Hiller gave up on the idea of seminary and after college moved to Denver, where he did social work in H.I.V. prevention and youth homelessness. He set his sights on New York, where his averred plan was to pursue a master’s degree in social work at New York University — “I was too embarrassed to admit that I wanted to be an actor,” he said — and moved here in 2001, fully intending to enroll. He even made a deposit.
He never started the program.
Over the next two decades in New York he worked temp jobs and side gigs to pay the rent while picking up roles in television and theater. He met the artist Neil Goldberg in 2008, and they married and moved to the Lower East Side in 2013. Along the way, he got to know Everett, who was doing cabaret at Joe’s Pub. He eventually performed there with her sometimes.
“Oh my god, Bridget Everett knows who I am!” Hiller recalled thinking at the time.
By the time Hiller turned 40, the biggest credit on his résumé was playing a computer tech on “Law & Order,” he said, laughing. (This one had a name, at least: Stan.) In his journal he still dreamed about starring in a larger role — specifically in a half-hour comedy on a major network like HBO, one that required some real acting. At the same time, he wondered if it was time to move on.
“I kept being like, ‘Is this embarrassing that I’m still following this dream?’” he said. “That was really the only time when I was like, ‘Should I give up?’ Other than that, I just kept going.”
Then Everett called about “Somebody Somewhere.”
For the first two seasons of production, Hiller lived in an Airbnb with Everett and another cast member, Murray Hill, who plays Fred Rococo, a quiet soil scientist.

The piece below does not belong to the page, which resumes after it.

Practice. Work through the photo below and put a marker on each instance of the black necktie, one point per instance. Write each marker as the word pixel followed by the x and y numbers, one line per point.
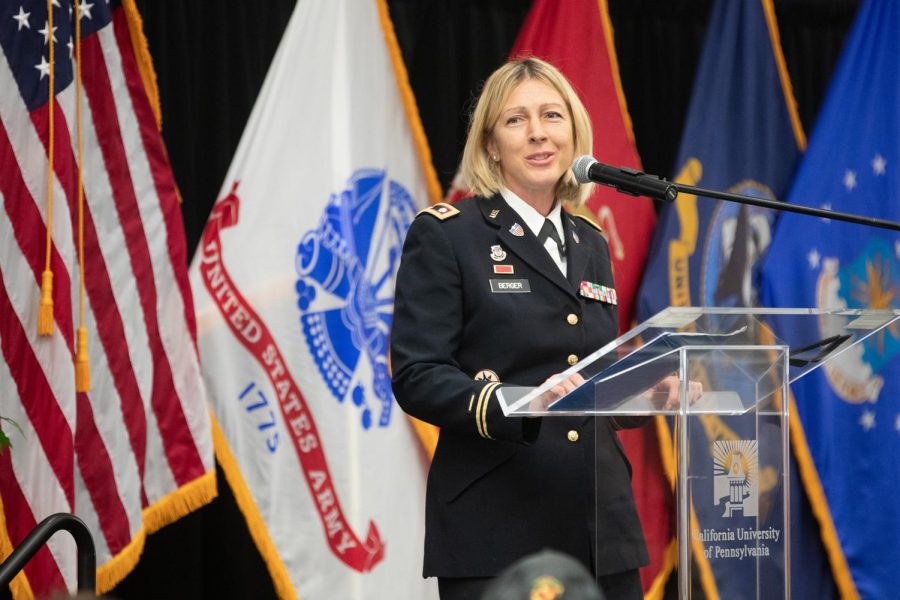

The house, just outside Chicago, where the series was filmed, looked like a “Real Housewives reject,” Hiller said, complete with three bedrooms, three bathrooms and three full kitchens.
“Every single day we were like, ‘Can you believe this is happening?’” he said of his work on set. “It wasn’t ever like, ugh, I don’t want to work tonight. It was always a thrill.”
Hiller was on the phone with his sister, who remains in Texas, when his agent called with the Emmy news. He had read lists of potential nominees but never saw his own name, so he didn’t take the call. Then his manager called, and Hiller’s first thought was that he was in trouble, not guessing that the news was good.
He screamed. He called his sister back and they screamed together. The next call was to Goldberg, who also screamed.
“None of us were expecting it,” he said. “It was just so completely shocking.”
When the Emmy ceremony takes place on Sept. 14, Hiller has asked Goldberg, whose birthday is the next day, to accompany him. Hiller laughed, saying that as a present, maybe they would get to meet Pedro Pascal. The ceremony will be a celebration for Hiller, regardless.
“I made this happen; I manifested it,” he said. “But also I know so many other people who also do that and haven’t had this, and so I recognize I got lucky. Show business is not fair.”